L’autore è san Tommaso d’Aquino, che la compose attorno al 1264, su richiesta di papa Urbano IV. Nel 1679 la paternità dell’Aquinate fu posta in dubbio dai Gesuiti, che generarono un’accesa discussione con i Domenicani, i quali citavano la testimonianza di Tolomeo da Lucca, un contemporaneo di Tommaso.

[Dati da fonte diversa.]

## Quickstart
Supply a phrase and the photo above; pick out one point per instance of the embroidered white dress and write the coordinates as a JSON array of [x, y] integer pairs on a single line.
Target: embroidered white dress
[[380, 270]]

Viene codificata dalla liturgia come una sequenza, una delle cinque conservatesi dopo la drastica riduzione voluta dal Concilio di Trento, e viene recitata o cantata prima del vangelo nella messa della solennità del Corpus Domini. Ne sono state tramandate più versioni, unificate solo nel Missale Romanum del 1570.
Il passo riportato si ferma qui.